Com sucessivos cortes orçamentários para cumprir o dispositivo constitucional do teto de gastos, o Ministério da Economia está provocando pânico na rede federal de Ensino Superior, nos hospitais federais e nos milhares de servidores e fornecedores dessas instituições, que estão ameaçados de atraso nos créditos a que têm direito. O contingenciamento geral bloqueia recursos necessários para o pagamento de contratos de prestação de serviço, materiais, bolsas de estudo e até mesmo despesas de luz, água, vigilância e limpeza.
O irônico da suspensão dos repasses é que ocorre exatamente quando o governo bate recordes de arrecadação e alcança o primeiro superávit primário desde 2013. Por que, então, isso está ocorrendo? Simplesmente por afrouxamento na responsabilidade fiscal e no crescimento desmesurado dos gastos públicos. Ainda que se considere que a pandemia do coronavírus exigiu gastos imprevistos, como o pagamento de auxílio emergencial para trabalhadores afetados pela paralisação das atividades, o descontrole é inadmissível.
O subterfúgio encontrado pela classe política também evidencia a inapetência dos nossos gestores para controlar os gastos públicos
Embora a questão esteja sendo debatida no Congresso Nacional e se encaminhe para o célebre jeitinho brasileiro de ignorar a legislação, é importante esclarecer que o teto de gastos não pode ser considerado vilão nesta história.
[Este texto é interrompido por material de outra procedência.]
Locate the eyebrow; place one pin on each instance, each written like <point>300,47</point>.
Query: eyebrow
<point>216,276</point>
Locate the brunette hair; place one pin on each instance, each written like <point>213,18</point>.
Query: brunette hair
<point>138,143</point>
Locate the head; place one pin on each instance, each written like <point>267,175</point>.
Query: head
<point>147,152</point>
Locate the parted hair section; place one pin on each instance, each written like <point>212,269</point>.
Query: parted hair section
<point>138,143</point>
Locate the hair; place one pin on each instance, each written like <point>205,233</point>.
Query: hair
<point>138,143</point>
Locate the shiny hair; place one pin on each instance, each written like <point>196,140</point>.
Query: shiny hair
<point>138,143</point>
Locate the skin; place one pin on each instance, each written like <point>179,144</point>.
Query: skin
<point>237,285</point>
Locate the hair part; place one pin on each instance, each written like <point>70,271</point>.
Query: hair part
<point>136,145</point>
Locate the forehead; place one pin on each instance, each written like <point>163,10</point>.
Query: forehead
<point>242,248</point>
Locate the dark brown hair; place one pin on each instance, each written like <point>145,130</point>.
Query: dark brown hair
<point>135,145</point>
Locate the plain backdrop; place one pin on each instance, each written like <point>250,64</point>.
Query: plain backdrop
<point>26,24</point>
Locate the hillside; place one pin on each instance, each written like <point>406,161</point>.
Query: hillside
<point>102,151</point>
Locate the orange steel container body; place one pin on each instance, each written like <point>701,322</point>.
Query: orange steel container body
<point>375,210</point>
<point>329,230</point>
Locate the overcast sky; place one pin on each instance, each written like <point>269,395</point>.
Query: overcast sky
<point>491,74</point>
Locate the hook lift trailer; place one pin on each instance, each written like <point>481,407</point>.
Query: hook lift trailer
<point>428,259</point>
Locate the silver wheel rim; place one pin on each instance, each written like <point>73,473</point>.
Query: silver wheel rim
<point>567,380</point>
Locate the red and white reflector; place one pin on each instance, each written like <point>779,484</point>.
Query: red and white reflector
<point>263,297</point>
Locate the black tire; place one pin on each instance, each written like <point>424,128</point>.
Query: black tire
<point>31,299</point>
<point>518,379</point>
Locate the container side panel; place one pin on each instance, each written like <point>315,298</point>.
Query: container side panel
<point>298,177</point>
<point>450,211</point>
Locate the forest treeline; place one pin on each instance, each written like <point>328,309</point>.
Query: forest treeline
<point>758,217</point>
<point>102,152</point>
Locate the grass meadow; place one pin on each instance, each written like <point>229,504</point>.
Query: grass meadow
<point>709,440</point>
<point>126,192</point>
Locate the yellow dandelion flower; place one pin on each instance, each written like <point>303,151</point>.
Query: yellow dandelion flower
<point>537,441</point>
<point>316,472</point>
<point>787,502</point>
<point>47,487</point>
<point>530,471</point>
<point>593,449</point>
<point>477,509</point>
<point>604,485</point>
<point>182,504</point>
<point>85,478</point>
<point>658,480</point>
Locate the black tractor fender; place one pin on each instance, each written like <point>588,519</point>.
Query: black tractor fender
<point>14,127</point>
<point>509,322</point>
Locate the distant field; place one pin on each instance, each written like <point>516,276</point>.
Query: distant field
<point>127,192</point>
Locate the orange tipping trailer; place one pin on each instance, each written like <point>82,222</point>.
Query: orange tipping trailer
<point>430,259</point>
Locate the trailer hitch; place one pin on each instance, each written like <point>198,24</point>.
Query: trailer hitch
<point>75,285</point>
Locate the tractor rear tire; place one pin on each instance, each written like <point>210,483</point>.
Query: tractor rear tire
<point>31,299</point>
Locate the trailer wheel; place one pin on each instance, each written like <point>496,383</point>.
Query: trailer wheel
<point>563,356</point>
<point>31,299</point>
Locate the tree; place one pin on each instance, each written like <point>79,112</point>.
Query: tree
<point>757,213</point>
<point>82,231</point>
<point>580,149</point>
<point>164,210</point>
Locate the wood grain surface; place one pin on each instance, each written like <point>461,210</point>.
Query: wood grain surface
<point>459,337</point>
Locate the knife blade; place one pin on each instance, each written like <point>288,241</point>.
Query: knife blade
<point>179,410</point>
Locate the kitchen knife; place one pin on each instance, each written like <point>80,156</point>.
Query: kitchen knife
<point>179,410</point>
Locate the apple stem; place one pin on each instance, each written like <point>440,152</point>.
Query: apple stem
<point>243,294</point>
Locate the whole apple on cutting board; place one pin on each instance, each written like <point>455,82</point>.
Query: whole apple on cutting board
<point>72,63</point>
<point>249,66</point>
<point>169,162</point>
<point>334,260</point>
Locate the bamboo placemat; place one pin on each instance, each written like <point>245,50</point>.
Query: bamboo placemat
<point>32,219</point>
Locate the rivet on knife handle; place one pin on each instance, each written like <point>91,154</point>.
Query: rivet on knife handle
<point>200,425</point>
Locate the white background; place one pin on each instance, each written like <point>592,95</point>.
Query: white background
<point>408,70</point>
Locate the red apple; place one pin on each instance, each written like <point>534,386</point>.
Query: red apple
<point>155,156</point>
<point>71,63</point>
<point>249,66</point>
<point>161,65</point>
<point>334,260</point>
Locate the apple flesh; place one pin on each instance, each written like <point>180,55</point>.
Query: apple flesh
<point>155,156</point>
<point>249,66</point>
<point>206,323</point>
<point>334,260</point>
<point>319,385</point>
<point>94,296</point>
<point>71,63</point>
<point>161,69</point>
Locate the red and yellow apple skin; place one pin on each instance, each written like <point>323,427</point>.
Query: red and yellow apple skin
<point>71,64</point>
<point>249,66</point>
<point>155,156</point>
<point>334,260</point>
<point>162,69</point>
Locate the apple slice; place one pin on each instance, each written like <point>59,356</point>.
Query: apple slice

Pelo contrário, foi criado no governo do presidente Michel Temer, em 2016, como uma tentativa econômica de manter controladas as contas públicas do país e de possibilitar redução na taxa básica de juros da economia. Com a anuência do Congresso, levou-se para a legislação a convicção de que os juros menores permitem mais investimentos na economia, o que gera crescimento e empregos. Em consequência, pela legislação aprovada, os órgãos da União que extrapolam os limites de gastos ficam sujeitos a punições como a proibição de elevar salários de servidores no ano seguinte, de criar novos cargos e de reestruturar planos de carreira.
A PEC da Transição, em vias de aprovação no Congresso, fura o teto de gastos para que o governo possa honrar seu compromisso com o Auxílio Brasil, que não estava previsto na proposta orçamentária para 2023. Ao mesmo tempo que assegura tranquilidade para o início do governo Lula, pode também salvar o final do governo Bolsonaro de um desastre nas contas públicas.
Mas o subterfúgio encontrado pela classe política também evidencia a inapetência dos nossos gestores para controlar os gastos públicos. Sempre que o nó aperta, busca-se um recurso criativo: em 2019, uma proposta de emenda constitucional (PEC) instituiu a divisão entre União e Estados de parte dos recursos de exploração de petróleo, para o pagamento da chamada “cessão onerosa”. Em 2020, a PEC emergencial mudou regras do teto para permitir o pagamento do Auxílio Emergencial. No ano passado, tivemos a PEC do Auxílio Brasil e a PEC dos Precatórios, ambas elaboradas para desconsiderar o teto.
No momento em que o país enfrenta o dilema dos pagamentos atrasados, conjugado com a transição de governo, a lei do teto de gastos parece ser o incômodo. Porém, o verdadeiro problema é outro: governantes e administradores públicos que ignoram que o mais elementar preceito da boa gestão é gastar menos do que se arrecada.